Die Brüsseler Eurokraten wollen künftig außenpolitische Entscheidungen nicht mehr einstimmig, sondern mit einfacher Mehrheit treffen. Ungarn lehnt das als Entmündigung ab. Die Mitglieder haben dann keine Recht mehr, eigene Interessen zu vertreten. Dem deutschen Außenminister richtete Ungarn in Anspielung auf das frühere Sowjet-Regime aus, er solle seinen „imperialen Tonfall“ abstellen.

von Kornelia Kirchweger

Linke Unterjochung

Liberale Mainstream-Regierungen und Brüssel selbst wollen der Union diesen neuen Plan aufzwingen. Er sei gegen Mitgliedstaaten gerichtet, die nicht den Brüsseler Vorgaben folgen wollen. Sie müssten dann auch die negativen Effekte einer Entscheidung mittragen, die sie gar nicht befürwortet haben. Der Plan verstoße außerdem gegen EU-Recht: denn in außenpolitischen Fragen müsse es Einstimmigkeit geben, sagte Ungarns Außenminister, Péter Szijjártó.

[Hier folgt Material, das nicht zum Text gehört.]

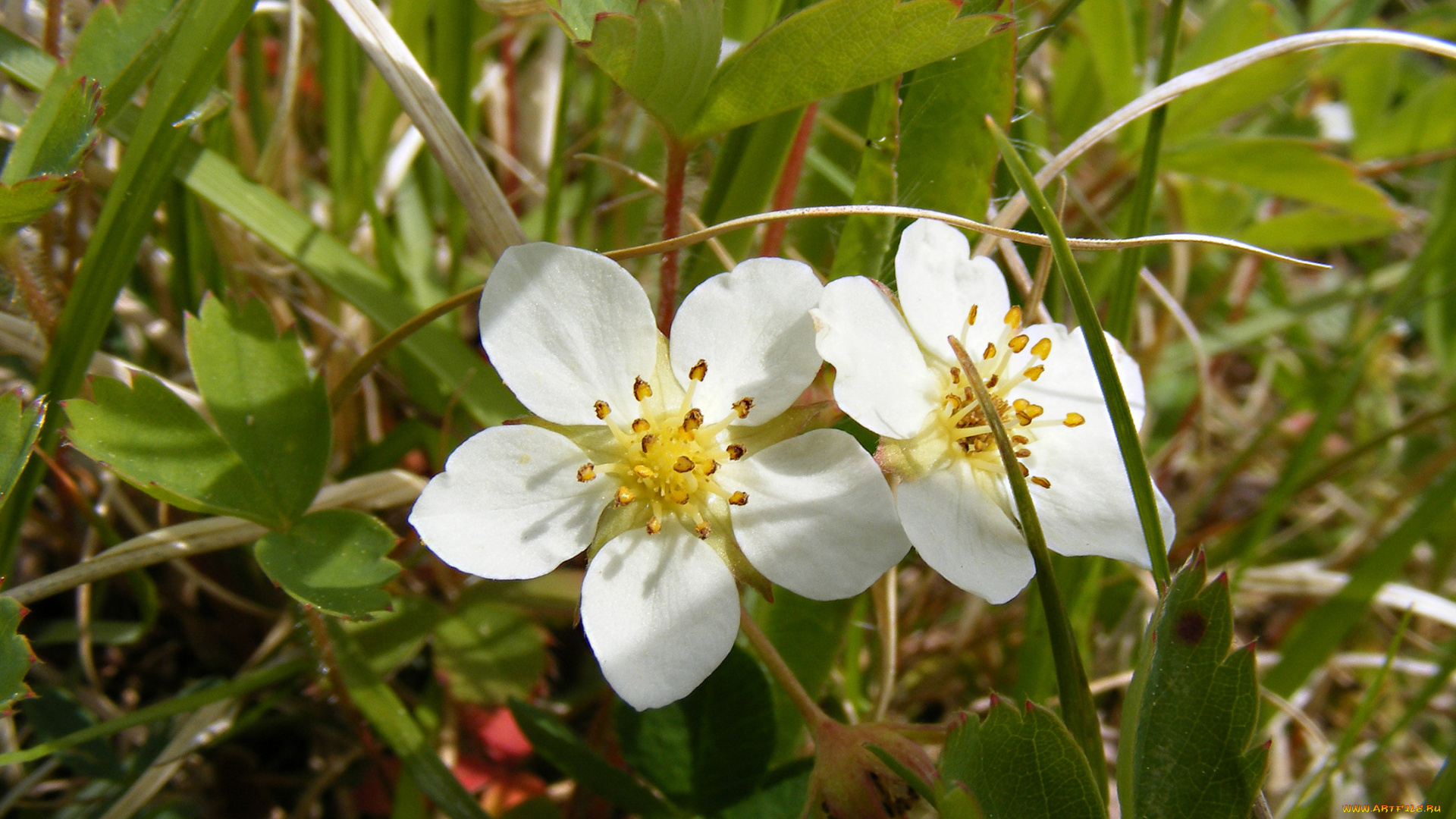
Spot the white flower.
[410,243,910,708]
[812,220,1174,604]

Racheakt wegen UNO-Migrationspakt

Ungarn betrachtet diesen Plan auch als Brüsseler Racheakt, wegen der Blockade des Landes beim UNO-Migrationspakt. Die EU wollte damals die Zustimmung aller Mitgliedstaaten, um den Pakt mit der UNO aushandeln und unterzeichnen zu können. Ungarn blockierte das in letzter Minute. Brüssel hätte sonst auch für Österreich unterzeichnet. Ungarn behalte sich weiterhin das Recht vor gegenüber internationalen Organisationen die eigenen Interessen zu vertreten. Dazu gehöre auch, dass man Migration nicht unterstütze, sagte der Leiter des ungarischen Regierungsbüros Gergely Gulyás.

Tonfall wie Sowjet-Regime

Auch an einer anderen Front versucht Brüssel, vor allem Polen und Ungarn an die Kandare zu nehmen. Die Einhaltung der „europäischen Grundwerte“ soll künftig an die Vergabe von EU-Geldern gebunden sein. Deutschlands Außenminister Heiko Maas ist ein besonderer Verfechter dieser links-liberalen Peitsche und sagte das kürzlich ganz offen: dieser Mechanismus wäre ein zusätzliches Instrument, das „sehr schmerzvoll für Länder wie Ungarn und Polen sei“.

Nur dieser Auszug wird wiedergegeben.